Lawrence Markley

Profile
- Position: Fullback

Personal information
- Born: November 24, 1884 Nebraska, U.S.
- Died: December 28, 1920 (aged 36) Campeche, Mexico
- Listed height: 5 ft 10 in (1.78 m)
- Listed weight: 165 lb (75 kg)

Career information
- College: Sewanee (1907–1908)

Awards and highlights
- All-Southern (1907, 1908);

= Lawrence Markley =

American college football player (1884–1920)

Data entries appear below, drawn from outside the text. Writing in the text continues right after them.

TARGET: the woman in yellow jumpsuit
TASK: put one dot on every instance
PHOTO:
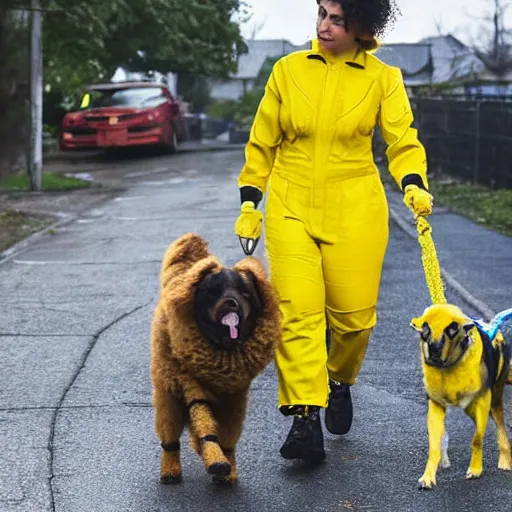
(326, 217)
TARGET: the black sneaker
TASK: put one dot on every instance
(339, 412)
(305, 440)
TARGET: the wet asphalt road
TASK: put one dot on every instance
(76, 424)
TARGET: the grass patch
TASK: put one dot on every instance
(51, 181)
(16, 226)
(490, 208)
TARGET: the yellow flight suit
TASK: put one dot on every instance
(326, 218)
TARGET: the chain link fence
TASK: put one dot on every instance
(14, 90)
(469, 139)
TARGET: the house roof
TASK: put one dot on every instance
(249, 64)
(412, 58)
(453, 60)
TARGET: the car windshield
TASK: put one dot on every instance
(132, 97)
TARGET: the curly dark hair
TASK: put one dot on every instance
(372, 17)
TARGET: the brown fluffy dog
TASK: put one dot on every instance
(213, 331)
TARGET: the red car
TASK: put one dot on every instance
(125, 114)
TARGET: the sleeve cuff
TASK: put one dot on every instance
(413, 179)
(253, 194)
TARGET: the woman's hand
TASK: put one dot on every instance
(248, 226)
(418, 200)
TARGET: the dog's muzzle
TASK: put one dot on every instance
(230, 316)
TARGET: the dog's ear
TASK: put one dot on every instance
(453, 330)
(183, 286)
(181, 255)
(468, 326)
(257, 273)
(417, 324)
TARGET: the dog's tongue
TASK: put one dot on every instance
(231, 320)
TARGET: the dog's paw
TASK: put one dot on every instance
(220, 469)
(426, 482)
(445, 462)
(505, 463)
(171, 479)
(229, 480)
(473, 473)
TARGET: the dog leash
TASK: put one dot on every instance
(430, 261)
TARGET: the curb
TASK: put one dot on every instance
(482, 308)
(25, 244)
(181, 150)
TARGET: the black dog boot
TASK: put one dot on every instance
(305, 440)
(339, 412)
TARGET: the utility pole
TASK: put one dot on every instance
(36, 98)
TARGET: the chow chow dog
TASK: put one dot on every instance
(213, 331)
(465, 364)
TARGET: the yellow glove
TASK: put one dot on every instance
(418, 200)
(248, 226)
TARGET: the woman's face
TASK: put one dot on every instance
(331, 32)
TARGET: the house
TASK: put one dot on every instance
(434, 63)
(414, 60)
(249, 66)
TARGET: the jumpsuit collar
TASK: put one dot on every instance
(355, 58)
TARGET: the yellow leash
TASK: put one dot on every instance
(430, 262)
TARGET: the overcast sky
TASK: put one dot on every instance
(295, 19)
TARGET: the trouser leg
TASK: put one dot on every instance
(296, 271)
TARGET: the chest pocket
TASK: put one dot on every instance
(358, 107)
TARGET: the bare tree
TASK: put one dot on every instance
(493, 43)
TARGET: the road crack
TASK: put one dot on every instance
(78, 370)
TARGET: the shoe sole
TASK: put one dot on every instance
(299, 451)
(332, 430)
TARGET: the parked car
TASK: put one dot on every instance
(125, 114)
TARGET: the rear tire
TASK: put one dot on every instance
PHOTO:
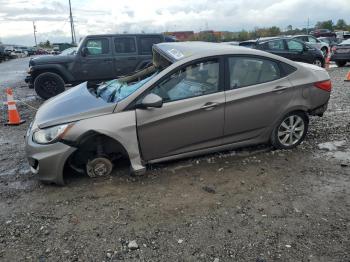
(290, 131)
(48, 84)
(340, 63)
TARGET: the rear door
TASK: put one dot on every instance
(192, 116)
(126, 57)
(98, 63)
(257, 93)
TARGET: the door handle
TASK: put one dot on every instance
(280, 88)
(209, 106)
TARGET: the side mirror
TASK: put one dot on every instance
(84, 51)
(150, 100)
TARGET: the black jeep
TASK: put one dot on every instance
(98, 58)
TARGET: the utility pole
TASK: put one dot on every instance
(34, 28)
(71, 24)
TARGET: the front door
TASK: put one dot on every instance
(257, 95)
(192, 116)
(97, 64)
(126, 55)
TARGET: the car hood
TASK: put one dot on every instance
(51, 59)
(72, 105)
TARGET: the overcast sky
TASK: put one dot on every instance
(135, 16)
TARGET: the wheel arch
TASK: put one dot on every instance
(57, 69)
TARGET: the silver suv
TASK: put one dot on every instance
(196, 98)
(320, 45)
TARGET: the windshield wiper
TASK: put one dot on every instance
(115, 91)
(100, 91)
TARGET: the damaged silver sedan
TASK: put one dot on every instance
(196, 98)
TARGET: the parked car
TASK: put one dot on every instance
(341, 53)
(18, 53)
(31, 51)
(99, 57)
(313, 41)
(331, 41)
(323, 32)
(69, 51)
(196, 98)
(287, 47)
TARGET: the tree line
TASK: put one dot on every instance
(268, 31)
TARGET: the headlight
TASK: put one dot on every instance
(51, 134)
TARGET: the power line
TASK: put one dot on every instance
(34, 28)
(72, 24)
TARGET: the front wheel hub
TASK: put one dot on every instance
(99, 166)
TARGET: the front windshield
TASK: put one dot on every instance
(116, 90)
(69, 51)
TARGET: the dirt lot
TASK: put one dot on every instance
(253, 204)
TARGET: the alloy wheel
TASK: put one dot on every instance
(99, 166)
(291, 130)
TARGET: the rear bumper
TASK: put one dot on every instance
(319, 111)
(340, 57)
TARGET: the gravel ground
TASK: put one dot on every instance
(252, 204)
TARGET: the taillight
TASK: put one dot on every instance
(324, 85)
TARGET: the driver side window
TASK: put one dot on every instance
(194, 80)
(97, 46)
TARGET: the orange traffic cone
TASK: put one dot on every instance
(13, 115)
(347, 77)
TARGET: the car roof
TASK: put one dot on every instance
(111, 35)
(176, 51)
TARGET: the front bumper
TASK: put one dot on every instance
(47, 161)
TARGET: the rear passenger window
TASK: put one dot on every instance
(97, 46)
(247, 71)
(287, 69)
(147, 43)
(124, 45)
(194, 80)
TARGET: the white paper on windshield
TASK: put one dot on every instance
(175, 53)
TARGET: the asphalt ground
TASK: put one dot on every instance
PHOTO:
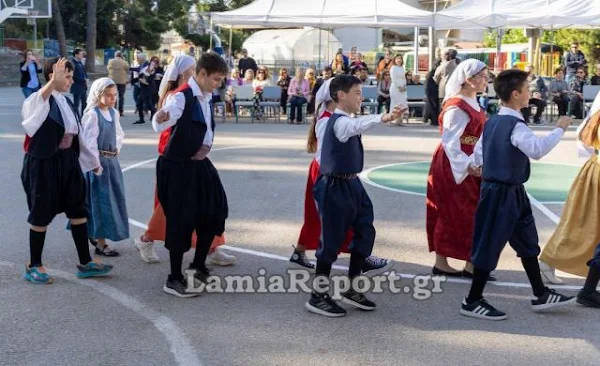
(126, 318)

Lawrence Markley (November 24, 1884 – December 28, 1920) was an American college football player

==College football==
Markley was a native of Chicago. He played for the Sewanee Tigers of Sewanee: The University of the South. He was captain of the 1908 team, and selected an All-Southern fullback in both 1907 and 1908. Vanderbilt coach Dan McGugin wrote of Markley, "He has always been a very stubborn man on the defense, effective on a short plunge, and his cool head has helped to steady his team through many a crisis." At Sewanee, he was a member of Sigma Alpha Epsilon.

==Drowning==
Markley was killed by drowning, along with his father John, David Clarence Gibboney, and Frank Shriver near Champotón, Campeche, Mexico.